As a library trustee, I can tell you no way could we either afford this, or turn around and rebill a user for any such fee. Many people use public computers in libraries because affording a personal computer is out of the question. Some of those people blog.
Does “Newsright” want to get the public computers out of public libraries?
We are all Wikileaks now. We are all Julian Assange and Bradley Manning now.
Conservatives cannot allow the unauthorized (and uncontrolled by them) release, dissemination and sharing of information to continue on the internet. “Fair Use” is the last bastion of the “Fairness Doctrine” that hasn’t been destroyed yet by conservative monopolists. Until everything and everyone is tagged and monitored, conservative monopolists will not be satisfied. The embedded metadata is their version of “unmanned drones” flying over internet links and websites, probably with their version of Hellfire data-bombs attached. What conservative monopolists can’t control, they kill.
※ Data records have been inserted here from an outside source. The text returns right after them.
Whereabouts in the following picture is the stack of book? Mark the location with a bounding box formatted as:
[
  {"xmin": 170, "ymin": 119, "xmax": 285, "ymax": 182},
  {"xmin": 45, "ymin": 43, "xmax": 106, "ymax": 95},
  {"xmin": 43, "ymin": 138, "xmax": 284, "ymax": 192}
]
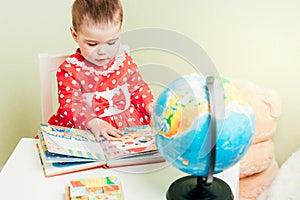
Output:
[
  {"xmin": 65, "ymin": 176, "xmax": 124, "ymax": 200},
  {"xmin": 37, "ymin": 124, "xmax": 164, "ymax": 177}
]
Actual freedom scares the crap out of conservative monopolists, even as they claim (like those here in the U.S.) that they are for freedom, cross their heart, swear on a bible, while neglecting to mention that they are really only for their freedom (see Republican Party, see Wall Street 1-percenters, conservative monkey see, conservative monkey do).
*sigh*
It ain’t a Repug vs Dim thing. In matters of information control both parties are on the same side… and it ain’t ours.
But if you substitute “political” and “politician” for “conservative” in your comment then you get surprisingly closer to the facts.